O jornalista Nirlando Beirão foi o único atleticano corintiano do mundo

O jornalista que conhecia os bastidores do poder e os meandros da história podia escrever de qualquer coisa, pois conhecia de tudo


postado em 02/05/2020 04:00

Nirlando Beirão, mineiro de Belo Horizonte, era visto por muitos como um guru, um mestre do jornalismo(foto: Marcos Vilas Boas/Divulgação)
Nirlando Beirão, mineiro de Belo Horizonte, era visto por muitos como um guru, um mestre do jornalismo (foto: Marcos Vilas Boas/Divulgação)


Quando eu cheguei em São Paulo em 1996, contratado pela revista Playboy, não havia um jovem jornalista que não desejasse ser Nirlando Beirão. O Nirla habitava todos os mundos possíveis. Era amigo das celebridades e dava-se bem como colunista social. Conhecia os bastidores do poder e os meandros da história, e podia escrever sobre política. Foi de Caras a CartaCapital, sempre a desfilar o melhor dos textos da imprensa (de gerúndio, bastava a sua assinatura). Conhecia vinhos e literatura, futebol e televisão. Nirla morreu quinta-feira. Era o cara mais legal do mundo.

“Morreu Nirlando Beirão”, escreveu Afonso Borges, jornalista criador do projeto Sempre Um Papo, “morreu a palavra em estado de elegância. Em pessoa, em Nirlando. Este mineiro de Belo Horizonte, da melhor cepa do jornalismo, era o que a gente podia chamar de Guru. Sim, vou repetir: um Guru, um Mestre, um guia, um sujeito admirável, que a gente queria ser e imitar”.

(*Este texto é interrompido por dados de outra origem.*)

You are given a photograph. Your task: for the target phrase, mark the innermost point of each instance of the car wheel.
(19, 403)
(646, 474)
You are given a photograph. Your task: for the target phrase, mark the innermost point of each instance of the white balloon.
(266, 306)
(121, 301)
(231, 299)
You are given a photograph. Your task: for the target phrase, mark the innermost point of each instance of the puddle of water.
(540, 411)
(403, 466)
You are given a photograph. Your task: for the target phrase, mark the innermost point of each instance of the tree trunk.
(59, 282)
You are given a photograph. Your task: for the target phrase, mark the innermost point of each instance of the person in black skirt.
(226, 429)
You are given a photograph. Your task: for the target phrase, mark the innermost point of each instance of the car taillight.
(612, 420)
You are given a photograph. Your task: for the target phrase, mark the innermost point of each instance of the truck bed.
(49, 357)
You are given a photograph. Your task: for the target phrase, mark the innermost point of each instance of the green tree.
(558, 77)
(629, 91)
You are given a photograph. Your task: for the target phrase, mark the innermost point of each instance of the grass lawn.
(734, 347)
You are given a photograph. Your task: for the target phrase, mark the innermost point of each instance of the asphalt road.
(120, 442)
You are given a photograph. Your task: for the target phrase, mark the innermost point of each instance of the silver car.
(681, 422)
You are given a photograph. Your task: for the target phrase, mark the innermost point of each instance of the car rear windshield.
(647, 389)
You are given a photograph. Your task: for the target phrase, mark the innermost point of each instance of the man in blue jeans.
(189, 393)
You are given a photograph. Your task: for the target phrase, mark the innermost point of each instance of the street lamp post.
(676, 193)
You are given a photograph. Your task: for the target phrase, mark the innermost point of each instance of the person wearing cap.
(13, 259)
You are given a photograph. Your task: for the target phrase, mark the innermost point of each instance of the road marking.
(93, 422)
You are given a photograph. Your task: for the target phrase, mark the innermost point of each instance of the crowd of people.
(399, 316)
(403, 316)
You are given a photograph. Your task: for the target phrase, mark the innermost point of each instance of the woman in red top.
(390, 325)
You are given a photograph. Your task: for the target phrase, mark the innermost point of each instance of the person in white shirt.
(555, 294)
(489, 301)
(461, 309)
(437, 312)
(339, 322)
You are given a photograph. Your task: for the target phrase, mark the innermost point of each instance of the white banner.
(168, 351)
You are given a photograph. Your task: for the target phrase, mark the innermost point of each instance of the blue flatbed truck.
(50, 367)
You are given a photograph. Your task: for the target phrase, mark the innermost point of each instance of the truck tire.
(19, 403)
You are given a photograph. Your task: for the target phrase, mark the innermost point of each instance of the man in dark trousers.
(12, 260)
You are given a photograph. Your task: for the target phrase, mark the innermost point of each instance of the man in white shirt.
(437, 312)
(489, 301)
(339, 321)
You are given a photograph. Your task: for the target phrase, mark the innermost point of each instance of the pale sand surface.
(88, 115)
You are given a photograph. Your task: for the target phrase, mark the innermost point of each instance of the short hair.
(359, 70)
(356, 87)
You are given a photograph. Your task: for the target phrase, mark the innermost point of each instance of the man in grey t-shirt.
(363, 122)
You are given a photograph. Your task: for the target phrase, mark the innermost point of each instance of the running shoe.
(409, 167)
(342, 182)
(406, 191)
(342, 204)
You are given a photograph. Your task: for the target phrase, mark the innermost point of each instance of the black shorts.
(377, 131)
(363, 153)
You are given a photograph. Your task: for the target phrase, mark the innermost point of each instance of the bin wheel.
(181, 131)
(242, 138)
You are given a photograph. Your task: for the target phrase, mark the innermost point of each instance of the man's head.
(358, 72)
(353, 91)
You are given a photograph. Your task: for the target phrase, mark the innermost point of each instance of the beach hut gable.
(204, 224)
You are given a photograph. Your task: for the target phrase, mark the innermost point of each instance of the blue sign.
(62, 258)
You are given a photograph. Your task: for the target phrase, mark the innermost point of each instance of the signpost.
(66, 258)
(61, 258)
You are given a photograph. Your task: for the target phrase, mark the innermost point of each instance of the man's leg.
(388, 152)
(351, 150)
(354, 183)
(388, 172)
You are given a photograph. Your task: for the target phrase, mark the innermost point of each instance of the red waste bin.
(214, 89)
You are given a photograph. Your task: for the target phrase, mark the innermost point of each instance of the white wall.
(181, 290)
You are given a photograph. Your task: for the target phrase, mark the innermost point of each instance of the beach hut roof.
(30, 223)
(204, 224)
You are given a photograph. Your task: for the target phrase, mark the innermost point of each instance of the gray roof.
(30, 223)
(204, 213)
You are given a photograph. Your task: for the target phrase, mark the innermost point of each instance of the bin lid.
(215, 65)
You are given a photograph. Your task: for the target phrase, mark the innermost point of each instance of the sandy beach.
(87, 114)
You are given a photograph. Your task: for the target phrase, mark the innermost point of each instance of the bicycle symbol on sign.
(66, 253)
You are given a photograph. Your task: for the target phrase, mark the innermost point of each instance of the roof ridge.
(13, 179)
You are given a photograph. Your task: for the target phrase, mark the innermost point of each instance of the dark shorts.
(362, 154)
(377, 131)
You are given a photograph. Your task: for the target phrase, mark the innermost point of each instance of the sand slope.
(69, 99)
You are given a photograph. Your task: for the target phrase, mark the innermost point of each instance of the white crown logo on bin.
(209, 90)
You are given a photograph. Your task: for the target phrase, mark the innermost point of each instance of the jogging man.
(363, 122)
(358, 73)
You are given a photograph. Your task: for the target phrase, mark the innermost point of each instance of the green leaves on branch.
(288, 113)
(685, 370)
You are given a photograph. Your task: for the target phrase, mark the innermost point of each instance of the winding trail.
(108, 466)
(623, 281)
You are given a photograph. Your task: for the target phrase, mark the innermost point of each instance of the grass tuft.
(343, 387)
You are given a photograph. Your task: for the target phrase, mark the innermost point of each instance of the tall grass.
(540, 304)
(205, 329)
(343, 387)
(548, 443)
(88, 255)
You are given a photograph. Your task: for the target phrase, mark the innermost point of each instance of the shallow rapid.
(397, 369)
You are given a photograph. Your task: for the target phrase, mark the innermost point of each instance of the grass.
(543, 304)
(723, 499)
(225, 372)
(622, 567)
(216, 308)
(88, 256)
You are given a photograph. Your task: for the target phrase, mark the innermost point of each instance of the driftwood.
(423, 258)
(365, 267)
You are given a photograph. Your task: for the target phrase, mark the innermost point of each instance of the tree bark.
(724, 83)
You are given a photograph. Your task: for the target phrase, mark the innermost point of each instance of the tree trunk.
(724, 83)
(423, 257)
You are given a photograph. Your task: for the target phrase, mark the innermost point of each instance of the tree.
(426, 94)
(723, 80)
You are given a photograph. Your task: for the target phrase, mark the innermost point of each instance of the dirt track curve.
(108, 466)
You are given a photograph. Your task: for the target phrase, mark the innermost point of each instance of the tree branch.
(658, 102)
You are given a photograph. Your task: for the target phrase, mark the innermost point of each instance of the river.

Quando ele, Nirlando, chegou a São Paulo, tratava-se de um atleticano de muitos costados (seu pai, o seu Beirão, era atleticano fanático, esse pleonasmo). Por isso, repórter do extinto Jornal da Tarde, escalou-se a si mesmo para cobrir o Galo, campeão brasileiro em 1971. Na cola de Telê Santana, decidiu acompanhá-lo na promessa que o técnico fizera se levantasse a taça: caminhar de Belo Horizonte a Congonhas do Campo, cerca de 80 quilômetros. E lá foi o Nirla, o Telê e um fotógrafo.

À medida que avançava a diminuta procissão, BR-040 afora, atleticanos que voltavam do Rio não acreditavam que era mesmo Telê o sujeito de calças compridas e camisa sobre o ombro a caminhar no acostamento. Então, carros e ônibus paravam, Telê era carregado pelo povo, uma gente embebida na mais louca felicidade e, bem, numa cachaça danada. A caminhada não rendia. Num raro momento de paz, alguém teve a ideia infame de pegar um táxi, driblar Deus e a atleticanada, desembarcar num trevo de Congonhas e dar as caras como se tivessem vindo no torturante arrasta-pé. E foi assim que se deu, o Nirla testemunha e cúmplice da história.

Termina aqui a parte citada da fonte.